La gestión de cada vuelo tenía costes exorbitados, de 150.000 euros por cada hora de viaje y un gasto en gasolina fuera de lo común, que se intentaba justificar con que «la velocidad no es gratis»

 

Hay muchos testimonios de gente que, gracias a este avión, con su parte delantera con forma de pico de pájaro invertida, celebró el primer día del año en dos lugares distintos y en dos continentes distintos, por ejemplo saliendo desde Londres y aterrizando en Estados Unidos. Pagaron por ello una cantidad de dinero que con el cambio de hoy equivaldría a 10.000 euros, mucho más cara que cualquier billete de primera clase. Al final, la gestión de un simple vuelo tenía costes exorbitados: 150.000 euros por cada hora de viaje, y un gasto en gasolina fuera de lo común porque la velocidad «no es gratis».

Aquel accidente decisivo

Eran tres horas y medio de viaje, quizás espectacular, pero según los pasajeros bastante incómodo.

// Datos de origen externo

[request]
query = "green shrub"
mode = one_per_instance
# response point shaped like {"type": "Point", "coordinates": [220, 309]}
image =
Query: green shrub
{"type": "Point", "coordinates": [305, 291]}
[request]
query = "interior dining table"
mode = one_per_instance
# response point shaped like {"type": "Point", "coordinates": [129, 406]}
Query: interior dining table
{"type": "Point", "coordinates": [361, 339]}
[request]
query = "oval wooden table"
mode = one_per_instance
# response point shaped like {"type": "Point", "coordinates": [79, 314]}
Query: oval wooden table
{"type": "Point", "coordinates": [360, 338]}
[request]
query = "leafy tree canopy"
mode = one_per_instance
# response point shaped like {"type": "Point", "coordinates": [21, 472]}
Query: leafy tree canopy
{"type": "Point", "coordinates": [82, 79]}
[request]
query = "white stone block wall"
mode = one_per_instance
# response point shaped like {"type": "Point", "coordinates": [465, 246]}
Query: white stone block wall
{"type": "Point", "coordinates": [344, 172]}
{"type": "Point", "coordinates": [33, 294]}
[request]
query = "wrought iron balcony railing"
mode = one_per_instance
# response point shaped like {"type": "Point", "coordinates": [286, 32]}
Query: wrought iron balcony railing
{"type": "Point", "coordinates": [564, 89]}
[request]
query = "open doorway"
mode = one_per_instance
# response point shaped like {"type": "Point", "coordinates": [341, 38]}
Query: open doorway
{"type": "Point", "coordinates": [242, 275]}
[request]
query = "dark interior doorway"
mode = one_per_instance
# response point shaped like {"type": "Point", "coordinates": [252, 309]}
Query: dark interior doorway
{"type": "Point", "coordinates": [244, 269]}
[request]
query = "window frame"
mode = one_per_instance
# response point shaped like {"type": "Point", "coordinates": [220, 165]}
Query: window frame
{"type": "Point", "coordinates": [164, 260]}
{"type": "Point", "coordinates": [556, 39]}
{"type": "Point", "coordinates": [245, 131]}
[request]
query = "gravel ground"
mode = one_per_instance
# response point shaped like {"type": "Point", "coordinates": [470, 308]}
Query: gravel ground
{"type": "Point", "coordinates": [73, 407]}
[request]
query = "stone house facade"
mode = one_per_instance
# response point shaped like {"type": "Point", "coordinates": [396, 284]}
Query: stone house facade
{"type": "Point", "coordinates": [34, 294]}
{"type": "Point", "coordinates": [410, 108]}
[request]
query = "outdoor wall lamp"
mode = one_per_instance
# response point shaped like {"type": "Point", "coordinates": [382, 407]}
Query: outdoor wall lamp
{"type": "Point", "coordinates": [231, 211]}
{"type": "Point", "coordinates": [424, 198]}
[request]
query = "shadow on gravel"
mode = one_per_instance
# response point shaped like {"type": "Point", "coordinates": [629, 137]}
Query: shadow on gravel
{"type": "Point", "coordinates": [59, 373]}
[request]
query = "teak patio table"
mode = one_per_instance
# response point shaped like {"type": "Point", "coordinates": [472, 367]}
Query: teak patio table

Se criticaban un ruido tremendo durante el vuelo y unos asientos colocados en un pasillo estrecho donde resultaba difícil caminar para cualquiera que midiera 1,80. Nada que ver con los minutos anteriores al despegue, con la zona reservada y privada del aeropuerto donde se podía tomar una copa al lado de algún famoso, sentados en sillas proyectadas por el arquitecto Le Corbusier.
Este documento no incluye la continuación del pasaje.